Correlation Between GM and Capri Holdings
Can any of the company-specific risk be diversified away by investing in both GM and Capri Holdings at the same time? Although using a correlation coefficient on its own may not help to predict future stock returns, this module helps to understand the diversifiable risk of combining GM and Capri Holdings into the same portfolio, which is an essential part of the fundamental portfolio management process.
By analyzing existing cross correlation between General Motors and Capri Holdings Limited, you can compare the effects of market volatilities on GM and Capri Holdings and check how they will diversify away market risk if combined in the same portfolio for a given time horizon. You can also utilize pair trading strategies of matching a long position in GM with a short position of Capri Holdings. Check out your portfolio center. Please also check ongoing floating volatility patterns of GM and Capri Holdings.
Diversification Opportunities for GM and Capri Holdings
-0.78 | Correlation Coefficient |
Pay attention - limited upside
The 3 months correlation between GM and Capri is -0.78. Overlapping area represents the amount of risk that can be diversified away by holding General Motors and Capri Holdings Limited in the same portfolio, assuming nothing else is changed. The correlation between historical prices or returns on Capri Holdings and GM is a relative statistical measure of the degree to which these equity instruments tend to move together. The correlation coefficient measures the extent to which returns on General Motors are associated (or correlated) with Capri Holdings. Values of the correlation coefficient range from -1 to +1, where. The correlation of zero (0) is possible when the price movement of Capri Holdings has no effect on the direction of GM i.e., GM and Capri Holdings go up and down completely randomly.

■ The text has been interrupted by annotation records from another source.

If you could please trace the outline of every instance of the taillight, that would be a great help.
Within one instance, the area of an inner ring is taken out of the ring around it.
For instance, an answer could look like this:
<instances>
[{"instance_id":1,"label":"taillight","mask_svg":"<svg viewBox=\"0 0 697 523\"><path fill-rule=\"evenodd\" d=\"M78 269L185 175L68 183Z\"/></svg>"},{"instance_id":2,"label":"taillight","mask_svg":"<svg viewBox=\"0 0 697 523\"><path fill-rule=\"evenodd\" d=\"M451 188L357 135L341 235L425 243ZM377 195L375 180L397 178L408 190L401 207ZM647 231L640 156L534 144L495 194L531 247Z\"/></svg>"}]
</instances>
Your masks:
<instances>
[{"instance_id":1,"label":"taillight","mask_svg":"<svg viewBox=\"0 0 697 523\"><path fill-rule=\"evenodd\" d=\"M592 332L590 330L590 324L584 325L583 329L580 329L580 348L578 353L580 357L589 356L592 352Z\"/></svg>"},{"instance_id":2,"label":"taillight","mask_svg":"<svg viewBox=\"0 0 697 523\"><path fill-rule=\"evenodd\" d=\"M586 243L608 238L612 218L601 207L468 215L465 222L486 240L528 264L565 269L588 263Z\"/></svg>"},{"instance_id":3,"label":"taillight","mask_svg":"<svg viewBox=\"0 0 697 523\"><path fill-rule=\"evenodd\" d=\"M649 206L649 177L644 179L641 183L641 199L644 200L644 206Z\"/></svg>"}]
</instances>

Pair Corralation between GM and Capri Holdings
Allowing for the 90-day total investment horizon General Motors is expected to under-perform the Capri Holdings. But the stock apears to be less risky and, when comparing its historical volatility, General Motors is 1.15 times less risky than Capri Holdings. The stock trades about -0.31 of its potential returns per unit of risk. The Capri Holdings Limited is currently generating about -0.06 of returns per unit of risk over similar time horizon. If you would invest 2,091 in Capri Holdings Limited on September 24, 2024 and sell it today you would lose (89.00) from holding Capri Holdings Limited or give up 4.26% of portfolio value over 90 days.
Time Period | 3 Months [change] |
Direction | Moves Against |
Strength | Weak |
Accuracy | 95.24% |
Values | Daily Returns |
General Motors vs. Capri Holdings Limited
Performance |
Timeline |
General Motors |
Capri Holdings |
GM and Capri Holdings Volatility Contrast
Predicted Return Density |
Returns |
Pair Trading with GM and Capri Holdings
The main advantage of trading using opposite GM and Capri Holdings positions is that it hedges away some unsystematic risk. Because of two separate transactions, even if GM position performs unexpectedly, Capri Holdings can make up some of the losses. Pair trading also minimizes risk from directional movements in the market. For example, if an entire industry or sector drops because of unexpected headlines, the short position in Capri Holdings will offset losses from the drop in Capri Holdings' long position.The idea behind General Motors and Capri Holdings Limited pairs trading is to make the combined position market-neutral, meaning the overall market's direction will not affect its win or loss (or potential downside or upside). This can be achieved by designing a pairs trade with two highly correlated stocks or equities that operate in a similar space or sector, making it possible to obtain profits through simple and relatively low-risk investment.Capri Holdings vs. HM HENMAUUNSPADR 15 | Capri Holdings vs. H M Hennes | Capri Holdings vs. H M Hennes | Capri Holdings vs. Moncler SpA |
Check out your portfolio center.Note that this page's information should be used as a complementary analysis to find the right mix of equity instruments to add to your existing portfolios or create a brand new portfolio. You can also try the Options Analysis module to analyze and evaluate options and option chains as a potential hedge for your portfolios.